Sublinha, ainda, que é fundamental garantir que todas as normas sanitárias sejam cumpridas.
Ser mulher
Ser mulher pode ser um obstáculo na corrida às presidenciais? Infelizmente, para a eurodeputada, ser mulher não é somente um obstáculo político, mas sim um obstáculo transversal a todas as atividades.
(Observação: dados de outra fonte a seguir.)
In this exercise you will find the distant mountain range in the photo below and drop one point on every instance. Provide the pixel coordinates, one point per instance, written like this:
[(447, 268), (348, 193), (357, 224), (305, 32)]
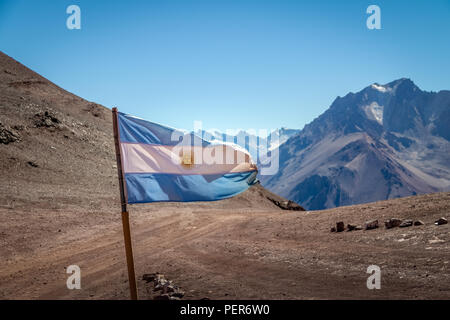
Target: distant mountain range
[(252, 142), (384, 142)]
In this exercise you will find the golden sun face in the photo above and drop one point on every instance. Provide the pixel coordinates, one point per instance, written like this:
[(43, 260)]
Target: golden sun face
[(187, 159)]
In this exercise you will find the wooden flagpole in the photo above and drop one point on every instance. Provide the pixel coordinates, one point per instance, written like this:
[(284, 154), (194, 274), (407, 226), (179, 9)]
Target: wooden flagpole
[(125, 216)]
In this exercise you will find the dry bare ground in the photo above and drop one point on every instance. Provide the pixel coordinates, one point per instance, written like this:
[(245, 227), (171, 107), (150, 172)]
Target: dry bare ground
[(59, 207)]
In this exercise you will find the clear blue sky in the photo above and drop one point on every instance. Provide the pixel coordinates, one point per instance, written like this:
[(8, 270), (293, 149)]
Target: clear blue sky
[(232, 64)]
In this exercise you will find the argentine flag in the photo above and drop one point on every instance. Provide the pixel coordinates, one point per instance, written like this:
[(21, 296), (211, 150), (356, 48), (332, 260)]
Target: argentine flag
[(166, 164)]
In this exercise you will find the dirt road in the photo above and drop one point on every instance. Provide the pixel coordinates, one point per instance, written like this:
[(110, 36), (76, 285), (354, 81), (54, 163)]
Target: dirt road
[(232, 254)]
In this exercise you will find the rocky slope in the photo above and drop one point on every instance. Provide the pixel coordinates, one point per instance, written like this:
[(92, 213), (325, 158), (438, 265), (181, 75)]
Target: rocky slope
[(384, 142), (56, 149)]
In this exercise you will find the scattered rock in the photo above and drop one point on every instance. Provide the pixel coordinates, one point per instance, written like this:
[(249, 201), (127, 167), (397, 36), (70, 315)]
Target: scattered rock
[(406, 223), (46, 119), (32, 164), (372, 224), (352, 227), (340, 226), (441, 221), (8, 135), (392, 223), (168, 290), (287, 205)]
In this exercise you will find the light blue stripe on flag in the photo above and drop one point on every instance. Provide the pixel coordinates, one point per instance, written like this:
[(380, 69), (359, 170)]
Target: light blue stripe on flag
[(156, 180), (159, 187)]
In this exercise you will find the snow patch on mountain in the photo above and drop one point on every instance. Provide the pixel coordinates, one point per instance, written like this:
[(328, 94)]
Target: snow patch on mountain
[(374, 112)]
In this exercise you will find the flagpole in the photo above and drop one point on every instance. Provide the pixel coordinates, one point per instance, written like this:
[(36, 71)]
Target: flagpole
[(125, 216)]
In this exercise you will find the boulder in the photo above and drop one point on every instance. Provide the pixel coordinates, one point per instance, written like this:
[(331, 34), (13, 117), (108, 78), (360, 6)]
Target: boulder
[(352, 227), (8, 135), (340, 226), (441, 221), (406, 223), (372, 224), (392, 223)]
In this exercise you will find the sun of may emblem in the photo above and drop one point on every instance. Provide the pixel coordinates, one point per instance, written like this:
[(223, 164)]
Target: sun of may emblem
[(187, 159)]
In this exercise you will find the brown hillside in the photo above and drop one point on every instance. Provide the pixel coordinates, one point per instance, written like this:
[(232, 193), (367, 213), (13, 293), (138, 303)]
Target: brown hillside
[(59, 206)]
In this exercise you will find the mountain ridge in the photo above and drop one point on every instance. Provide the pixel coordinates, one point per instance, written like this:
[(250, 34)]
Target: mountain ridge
[(395, 129)]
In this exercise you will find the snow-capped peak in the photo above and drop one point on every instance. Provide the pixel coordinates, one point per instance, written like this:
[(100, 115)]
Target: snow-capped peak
[(380, 88)]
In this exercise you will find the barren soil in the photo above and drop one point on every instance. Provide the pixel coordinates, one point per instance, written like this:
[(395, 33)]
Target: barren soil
[(59, 207)]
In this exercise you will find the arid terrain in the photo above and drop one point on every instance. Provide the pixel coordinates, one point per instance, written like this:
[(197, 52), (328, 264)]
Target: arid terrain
[(59, 206)]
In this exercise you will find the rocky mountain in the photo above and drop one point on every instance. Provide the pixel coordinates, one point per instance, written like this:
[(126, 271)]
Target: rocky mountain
[(257, 145), (57, 151), (386, 141)]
Lamenta que, em Portugal, ainda haja um longo caminho a percorrer para que homens e mulheres sejam tratados de igual modo.
Os direitos dos jovens
No que respeita aos direitos dos jovens, declara: “Nós estamos a comprometer o futuro de qualquer país se não protegermos quem pode garantir esse futuro”.
Desde logo, a obrigação do Presidente da República é a de respeitar a Constituição, que é bastante clara no que preconiza para o trabalho, nomeadamente, em relação ao emprego jovem.
Por outro lado, defende que o Presidente da República, num contexto de abertura, deve receber as propostas dos jovens. Considera que a agenda dos jovens está à frente da das instituições, rasgando dimensões políticas fundamentais na defesa da Democracia, nomeadamente, as agendas da igualdade e do combate às alterações climáticas.
Distribuição dos fundos da União Europeia
Marisa Matias denota um problema na forma como a distribuição dos fundos da União Europeia é utilizada para dividir o poder da pior maneira, através da centralização de fundos. Nessa linha, considera que é necessário mais transparência, justiça e uma resposta mais direta às necessidades do país na distribuição desses fundos.
Findo o relato desta elucidante conversa, resta salientar a importância de um voto informado e consciente para uma maior concretização da Democracia. É de louvar a iniciativa da AEFDUP, que permite dar a conhecer a cada um de nós as propostas dos diferentes candidatos.